Jeden z inwestorów, który uwierzył w studio Snapshot Games, odpowiadające za Pheoenix Point, ujawnił na forum fenomenalne wyniki swojej inwestycji. Jak można bowiem nazwać inaczej to, że spółka zaczęła zarabiać krocie na długo przed oddaniem swojego produktu do sprzedaży?
Zacznijmy może od tego, że Pheoenix Point był grą z początkowym budżetem w wysokości pół miliona dolców, do których akcja na Kickstarterze dołożyła kolejne 700 tysięcy dolarów. To wystarczyło, aby ukończyć grę i według pierwotnych planów wydać „kiedyś tam” na Steama i GOGa. W międzyczasie do gry wkroczył jednak Epic Games, który zgarnął produkcję Snapshot Games na wyłączność na cały rok, sowicie wynagradzając za taką umowę twórców.
Z powyższej informacji rozsyłanej do inwestorów wynika, że budżet 1,2 milionów dolców na długo przed premierą przekuto na 191% zysk. Ten nie wziął się oczywiście znikąd, bo Snapshot Games zawdzięcza go Epic Games Store, który „kupił” dla siebie jego wyłączność za przynajmniej 2,25 milionów dolarów.

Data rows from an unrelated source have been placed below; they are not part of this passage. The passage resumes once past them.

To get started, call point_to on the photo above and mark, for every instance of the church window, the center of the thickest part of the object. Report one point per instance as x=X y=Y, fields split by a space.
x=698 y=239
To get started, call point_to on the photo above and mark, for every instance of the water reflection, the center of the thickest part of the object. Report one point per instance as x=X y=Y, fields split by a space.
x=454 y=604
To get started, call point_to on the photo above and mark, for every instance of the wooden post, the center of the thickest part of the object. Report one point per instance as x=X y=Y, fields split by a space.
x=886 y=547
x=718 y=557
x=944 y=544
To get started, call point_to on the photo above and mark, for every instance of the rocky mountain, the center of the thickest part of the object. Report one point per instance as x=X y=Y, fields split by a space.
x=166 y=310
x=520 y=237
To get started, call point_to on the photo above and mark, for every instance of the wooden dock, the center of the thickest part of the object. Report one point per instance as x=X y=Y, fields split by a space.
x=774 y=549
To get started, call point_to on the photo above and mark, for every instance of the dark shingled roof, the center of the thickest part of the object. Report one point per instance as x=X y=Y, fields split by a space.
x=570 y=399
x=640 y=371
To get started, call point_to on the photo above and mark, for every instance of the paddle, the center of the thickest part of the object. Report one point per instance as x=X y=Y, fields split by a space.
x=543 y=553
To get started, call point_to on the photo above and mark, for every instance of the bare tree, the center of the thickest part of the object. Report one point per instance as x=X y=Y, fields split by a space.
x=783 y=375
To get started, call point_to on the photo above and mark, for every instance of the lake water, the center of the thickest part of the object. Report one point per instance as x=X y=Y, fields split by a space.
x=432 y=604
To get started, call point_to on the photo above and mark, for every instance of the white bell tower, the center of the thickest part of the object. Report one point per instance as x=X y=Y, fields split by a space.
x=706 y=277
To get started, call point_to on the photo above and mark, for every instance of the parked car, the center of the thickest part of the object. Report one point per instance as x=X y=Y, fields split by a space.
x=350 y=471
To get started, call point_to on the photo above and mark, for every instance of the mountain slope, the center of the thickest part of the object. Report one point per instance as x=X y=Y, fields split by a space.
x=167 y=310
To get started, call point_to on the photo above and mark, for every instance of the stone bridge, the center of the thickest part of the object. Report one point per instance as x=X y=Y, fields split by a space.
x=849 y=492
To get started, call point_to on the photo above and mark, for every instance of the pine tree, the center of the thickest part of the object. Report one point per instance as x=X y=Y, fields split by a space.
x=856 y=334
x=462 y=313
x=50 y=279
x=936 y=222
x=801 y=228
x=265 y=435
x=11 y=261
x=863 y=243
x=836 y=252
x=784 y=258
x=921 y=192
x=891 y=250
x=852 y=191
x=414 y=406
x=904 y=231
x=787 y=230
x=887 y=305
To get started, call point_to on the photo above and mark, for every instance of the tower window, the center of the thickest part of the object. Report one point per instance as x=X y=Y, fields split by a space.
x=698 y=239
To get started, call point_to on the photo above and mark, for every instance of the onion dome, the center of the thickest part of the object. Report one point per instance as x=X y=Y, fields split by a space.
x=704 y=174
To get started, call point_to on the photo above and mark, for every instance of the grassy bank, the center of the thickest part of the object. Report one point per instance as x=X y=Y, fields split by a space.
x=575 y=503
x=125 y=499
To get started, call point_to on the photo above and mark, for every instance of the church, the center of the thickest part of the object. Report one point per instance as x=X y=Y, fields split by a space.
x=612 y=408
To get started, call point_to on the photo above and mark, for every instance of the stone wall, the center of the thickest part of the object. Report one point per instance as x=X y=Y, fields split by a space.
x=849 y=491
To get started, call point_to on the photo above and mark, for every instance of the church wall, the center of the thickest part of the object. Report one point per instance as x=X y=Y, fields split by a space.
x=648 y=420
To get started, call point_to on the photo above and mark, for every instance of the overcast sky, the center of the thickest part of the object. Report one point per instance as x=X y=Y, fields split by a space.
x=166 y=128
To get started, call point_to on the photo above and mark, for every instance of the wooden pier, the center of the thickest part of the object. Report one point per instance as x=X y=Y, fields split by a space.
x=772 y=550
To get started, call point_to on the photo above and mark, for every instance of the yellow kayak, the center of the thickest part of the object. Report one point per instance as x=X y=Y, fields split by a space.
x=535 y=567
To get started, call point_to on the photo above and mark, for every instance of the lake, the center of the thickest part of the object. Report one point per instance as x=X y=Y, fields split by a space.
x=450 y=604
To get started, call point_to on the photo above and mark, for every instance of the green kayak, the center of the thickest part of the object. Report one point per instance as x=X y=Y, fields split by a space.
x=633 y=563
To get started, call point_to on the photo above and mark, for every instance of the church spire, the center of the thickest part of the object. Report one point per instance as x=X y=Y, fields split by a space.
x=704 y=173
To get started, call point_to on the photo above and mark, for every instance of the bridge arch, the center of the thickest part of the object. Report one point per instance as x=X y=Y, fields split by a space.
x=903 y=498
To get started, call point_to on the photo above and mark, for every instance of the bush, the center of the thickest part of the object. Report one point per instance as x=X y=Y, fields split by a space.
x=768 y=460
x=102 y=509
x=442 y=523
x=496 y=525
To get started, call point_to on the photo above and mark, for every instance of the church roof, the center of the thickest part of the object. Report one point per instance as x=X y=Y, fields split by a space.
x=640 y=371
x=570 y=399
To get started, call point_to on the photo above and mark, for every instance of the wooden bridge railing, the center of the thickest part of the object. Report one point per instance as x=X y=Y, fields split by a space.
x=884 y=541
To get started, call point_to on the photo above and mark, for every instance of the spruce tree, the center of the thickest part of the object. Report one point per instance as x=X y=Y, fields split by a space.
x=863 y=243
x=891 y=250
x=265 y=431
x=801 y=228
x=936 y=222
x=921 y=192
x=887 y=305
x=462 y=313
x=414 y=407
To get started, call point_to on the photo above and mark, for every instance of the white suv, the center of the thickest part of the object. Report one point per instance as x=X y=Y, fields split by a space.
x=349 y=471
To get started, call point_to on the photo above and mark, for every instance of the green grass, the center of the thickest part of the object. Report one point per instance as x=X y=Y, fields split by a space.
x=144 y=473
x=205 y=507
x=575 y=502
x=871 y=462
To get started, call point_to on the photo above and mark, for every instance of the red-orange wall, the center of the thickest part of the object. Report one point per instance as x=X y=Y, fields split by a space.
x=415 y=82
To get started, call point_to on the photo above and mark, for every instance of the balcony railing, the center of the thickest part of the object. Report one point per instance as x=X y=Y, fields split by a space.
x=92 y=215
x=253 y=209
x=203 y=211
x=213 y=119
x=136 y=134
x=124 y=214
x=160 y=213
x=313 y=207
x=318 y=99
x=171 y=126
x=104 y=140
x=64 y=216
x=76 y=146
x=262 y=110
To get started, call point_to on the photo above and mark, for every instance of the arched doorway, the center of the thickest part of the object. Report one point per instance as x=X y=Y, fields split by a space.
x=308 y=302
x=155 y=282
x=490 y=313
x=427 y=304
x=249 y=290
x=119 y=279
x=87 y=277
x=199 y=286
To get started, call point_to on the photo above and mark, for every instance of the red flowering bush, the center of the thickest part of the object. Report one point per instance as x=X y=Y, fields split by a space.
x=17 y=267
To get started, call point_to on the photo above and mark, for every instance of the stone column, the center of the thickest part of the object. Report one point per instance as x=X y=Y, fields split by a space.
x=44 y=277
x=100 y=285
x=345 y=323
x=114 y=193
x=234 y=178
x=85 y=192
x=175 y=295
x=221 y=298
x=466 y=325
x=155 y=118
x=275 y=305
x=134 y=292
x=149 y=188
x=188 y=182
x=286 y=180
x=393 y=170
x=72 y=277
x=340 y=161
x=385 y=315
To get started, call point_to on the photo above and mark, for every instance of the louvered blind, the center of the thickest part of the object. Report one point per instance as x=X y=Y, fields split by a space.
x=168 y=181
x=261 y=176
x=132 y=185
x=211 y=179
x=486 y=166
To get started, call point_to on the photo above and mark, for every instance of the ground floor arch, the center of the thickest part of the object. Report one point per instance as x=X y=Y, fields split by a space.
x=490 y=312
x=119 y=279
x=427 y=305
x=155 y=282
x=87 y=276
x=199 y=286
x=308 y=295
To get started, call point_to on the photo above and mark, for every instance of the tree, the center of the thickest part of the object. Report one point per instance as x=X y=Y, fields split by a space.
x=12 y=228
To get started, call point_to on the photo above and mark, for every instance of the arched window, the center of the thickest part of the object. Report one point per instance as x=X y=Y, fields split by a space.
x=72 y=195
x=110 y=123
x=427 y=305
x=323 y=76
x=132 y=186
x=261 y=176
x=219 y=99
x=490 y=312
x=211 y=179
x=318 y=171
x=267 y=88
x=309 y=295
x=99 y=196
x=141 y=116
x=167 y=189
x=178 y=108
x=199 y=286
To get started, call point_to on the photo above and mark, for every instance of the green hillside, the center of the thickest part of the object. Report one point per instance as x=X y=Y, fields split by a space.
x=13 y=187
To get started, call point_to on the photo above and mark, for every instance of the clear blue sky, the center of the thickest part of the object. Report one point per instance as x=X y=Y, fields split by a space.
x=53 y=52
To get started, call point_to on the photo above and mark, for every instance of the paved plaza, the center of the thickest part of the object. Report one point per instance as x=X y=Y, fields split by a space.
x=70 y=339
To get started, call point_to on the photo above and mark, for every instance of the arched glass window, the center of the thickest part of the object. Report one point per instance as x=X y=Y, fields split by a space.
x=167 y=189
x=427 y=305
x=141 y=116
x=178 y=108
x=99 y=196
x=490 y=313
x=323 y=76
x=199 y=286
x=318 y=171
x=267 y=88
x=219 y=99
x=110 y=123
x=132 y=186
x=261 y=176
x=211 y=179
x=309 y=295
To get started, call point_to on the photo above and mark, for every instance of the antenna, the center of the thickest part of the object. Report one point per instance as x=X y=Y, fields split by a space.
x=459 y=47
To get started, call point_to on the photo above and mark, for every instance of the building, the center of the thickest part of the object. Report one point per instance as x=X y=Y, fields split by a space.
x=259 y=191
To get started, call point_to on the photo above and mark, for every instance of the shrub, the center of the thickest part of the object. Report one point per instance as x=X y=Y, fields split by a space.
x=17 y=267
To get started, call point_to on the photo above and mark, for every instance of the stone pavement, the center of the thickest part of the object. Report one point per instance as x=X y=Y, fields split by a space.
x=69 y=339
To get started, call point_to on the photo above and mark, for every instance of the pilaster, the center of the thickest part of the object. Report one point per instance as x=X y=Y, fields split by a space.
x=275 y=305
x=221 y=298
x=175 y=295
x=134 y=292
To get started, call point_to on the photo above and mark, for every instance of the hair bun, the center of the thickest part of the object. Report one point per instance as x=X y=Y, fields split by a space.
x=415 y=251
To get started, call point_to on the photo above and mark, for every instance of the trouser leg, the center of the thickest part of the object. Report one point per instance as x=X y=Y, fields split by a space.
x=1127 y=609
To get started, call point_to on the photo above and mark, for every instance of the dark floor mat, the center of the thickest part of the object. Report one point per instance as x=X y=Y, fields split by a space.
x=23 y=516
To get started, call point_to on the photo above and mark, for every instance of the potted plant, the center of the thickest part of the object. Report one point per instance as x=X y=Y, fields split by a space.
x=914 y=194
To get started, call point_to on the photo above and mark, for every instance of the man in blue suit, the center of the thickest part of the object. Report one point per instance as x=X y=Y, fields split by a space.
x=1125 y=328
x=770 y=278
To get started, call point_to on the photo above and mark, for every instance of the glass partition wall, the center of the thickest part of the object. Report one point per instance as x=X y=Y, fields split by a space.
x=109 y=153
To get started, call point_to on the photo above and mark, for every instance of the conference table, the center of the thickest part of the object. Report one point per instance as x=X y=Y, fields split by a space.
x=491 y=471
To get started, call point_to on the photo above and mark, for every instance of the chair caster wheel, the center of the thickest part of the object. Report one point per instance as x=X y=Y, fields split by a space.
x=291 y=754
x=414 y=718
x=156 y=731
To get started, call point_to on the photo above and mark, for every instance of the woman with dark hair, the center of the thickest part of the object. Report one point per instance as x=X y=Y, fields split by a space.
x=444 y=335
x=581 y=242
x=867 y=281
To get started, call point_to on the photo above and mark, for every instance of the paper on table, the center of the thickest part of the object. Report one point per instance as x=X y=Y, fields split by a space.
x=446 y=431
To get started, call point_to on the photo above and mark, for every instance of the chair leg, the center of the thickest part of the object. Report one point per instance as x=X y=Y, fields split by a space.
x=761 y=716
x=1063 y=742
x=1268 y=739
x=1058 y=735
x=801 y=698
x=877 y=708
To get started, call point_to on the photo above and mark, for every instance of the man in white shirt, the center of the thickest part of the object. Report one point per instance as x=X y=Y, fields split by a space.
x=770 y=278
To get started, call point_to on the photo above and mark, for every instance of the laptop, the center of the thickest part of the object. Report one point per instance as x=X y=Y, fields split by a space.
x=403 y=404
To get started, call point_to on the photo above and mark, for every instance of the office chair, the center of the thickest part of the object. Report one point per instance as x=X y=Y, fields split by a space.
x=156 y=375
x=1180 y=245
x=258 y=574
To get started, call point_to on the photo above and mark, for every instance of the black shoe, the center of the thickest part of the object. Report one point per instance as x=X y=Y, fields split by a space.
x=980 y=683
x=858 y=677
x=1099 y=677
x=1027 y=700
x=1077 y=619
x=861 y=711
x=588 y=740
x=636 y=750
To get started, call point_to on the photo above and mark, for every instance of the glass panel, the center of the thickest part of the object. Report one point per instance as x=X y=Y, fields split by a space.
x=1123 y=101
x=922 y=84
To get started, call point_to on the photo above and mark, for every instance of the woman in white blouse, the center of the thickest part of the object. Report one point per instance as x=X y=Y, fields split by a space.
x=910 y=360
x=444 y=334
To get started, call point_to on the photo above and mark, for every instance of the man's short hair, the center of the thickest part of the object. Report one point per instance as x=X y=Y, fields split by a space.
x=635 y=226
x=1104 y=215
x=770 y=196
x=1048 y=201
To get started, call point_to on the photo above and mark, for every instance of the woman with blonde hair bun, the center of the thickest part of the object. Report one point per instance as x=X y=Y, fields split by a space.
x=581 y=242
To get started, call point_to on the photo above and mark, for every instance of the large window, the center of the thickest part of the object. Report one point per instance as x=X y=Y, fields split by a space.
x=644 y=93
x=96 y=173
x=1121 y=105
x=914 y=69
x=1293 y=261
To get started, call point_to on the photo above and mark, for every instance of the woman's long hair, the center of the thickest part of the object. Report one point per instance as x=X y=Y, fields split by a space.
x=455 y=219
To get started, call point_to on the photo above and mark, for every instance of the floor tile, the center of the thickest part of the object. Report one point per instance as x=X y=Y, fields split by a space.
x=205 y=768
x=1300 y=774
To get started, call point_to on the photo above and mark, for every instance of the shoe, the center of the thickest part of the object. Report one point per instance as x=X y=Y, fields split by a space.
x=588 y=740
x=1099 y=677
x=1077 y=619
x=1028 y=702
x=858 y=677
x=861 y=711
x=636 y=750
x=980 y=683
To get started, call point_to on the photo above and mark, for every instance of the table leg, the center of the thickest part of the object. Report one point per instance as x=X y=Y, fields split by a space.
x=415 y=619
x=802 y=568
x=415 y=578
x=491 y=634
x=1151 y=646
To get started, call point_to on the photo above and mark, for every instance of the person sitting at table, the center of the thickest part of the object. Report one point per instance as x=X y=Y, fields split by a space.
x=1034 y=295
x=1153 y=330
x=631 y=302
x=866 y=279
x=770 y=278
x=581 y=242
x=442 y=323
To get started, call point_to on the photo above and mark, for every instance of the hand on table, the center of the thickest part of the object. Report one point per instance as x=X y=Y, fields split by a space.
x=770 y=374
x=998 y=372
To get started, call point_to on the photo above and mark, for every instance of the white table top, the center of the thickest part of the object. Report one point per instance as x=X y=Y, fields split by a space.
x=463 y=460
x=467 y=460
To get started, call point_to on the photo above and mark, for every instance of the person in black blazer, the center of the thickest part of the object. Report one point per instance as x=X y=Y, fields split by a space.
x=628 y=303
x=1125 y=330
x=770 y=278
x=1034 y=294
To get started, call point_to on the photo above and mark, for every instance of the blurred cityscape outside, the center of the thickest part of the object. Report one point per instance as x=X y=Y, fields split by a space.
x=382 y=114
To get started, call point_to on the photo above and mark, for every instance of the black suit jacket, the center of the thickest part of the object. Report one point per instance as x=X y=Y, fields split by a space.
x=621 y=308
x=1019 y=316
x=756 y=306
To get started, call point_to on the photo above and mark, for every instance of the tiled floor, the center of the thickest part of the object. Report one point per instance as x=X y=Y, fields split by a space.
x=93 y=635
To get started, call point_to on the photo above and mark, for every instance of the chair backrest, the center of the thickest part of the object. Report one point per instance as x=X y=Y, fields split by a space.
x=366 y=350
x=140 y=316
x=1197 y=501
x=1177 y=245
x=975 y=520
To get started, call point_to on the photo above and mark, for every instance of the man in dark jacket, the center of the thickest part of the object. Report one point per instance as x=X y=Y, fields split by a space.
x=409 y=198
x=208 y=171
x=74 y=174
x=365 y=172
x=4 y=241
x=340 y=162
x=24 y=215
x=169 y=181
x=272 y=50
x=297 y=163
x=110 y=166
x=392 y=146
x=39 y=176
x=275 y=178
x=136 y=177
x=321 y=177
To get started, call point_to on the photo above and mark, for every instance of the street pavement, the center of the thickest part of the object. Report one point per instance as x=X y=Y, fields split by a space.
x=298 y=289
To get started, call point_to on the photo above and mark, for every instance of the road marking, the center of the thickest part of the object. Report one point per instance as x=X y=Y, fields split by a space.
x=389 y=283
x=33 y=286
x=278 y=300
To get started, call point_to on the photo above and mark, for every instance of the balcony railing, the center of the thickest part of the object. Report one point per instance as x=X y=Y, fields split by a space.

Musicie przyznać, że jak na raczkujące studio, taki zysk z gry, która nie ma nawet dokładnej daty premiery, jest czymś, czym żadne inne studio nie mogłoby się pochwalić.
Nic więc dziwnego, że Epic Games Store zgarnęło Metro Exodus, czy Borderlands 3 na czasową wyłączność, kiedy nawet niezależnych twórców wspomaga absurdalnymi wręcz kwotami.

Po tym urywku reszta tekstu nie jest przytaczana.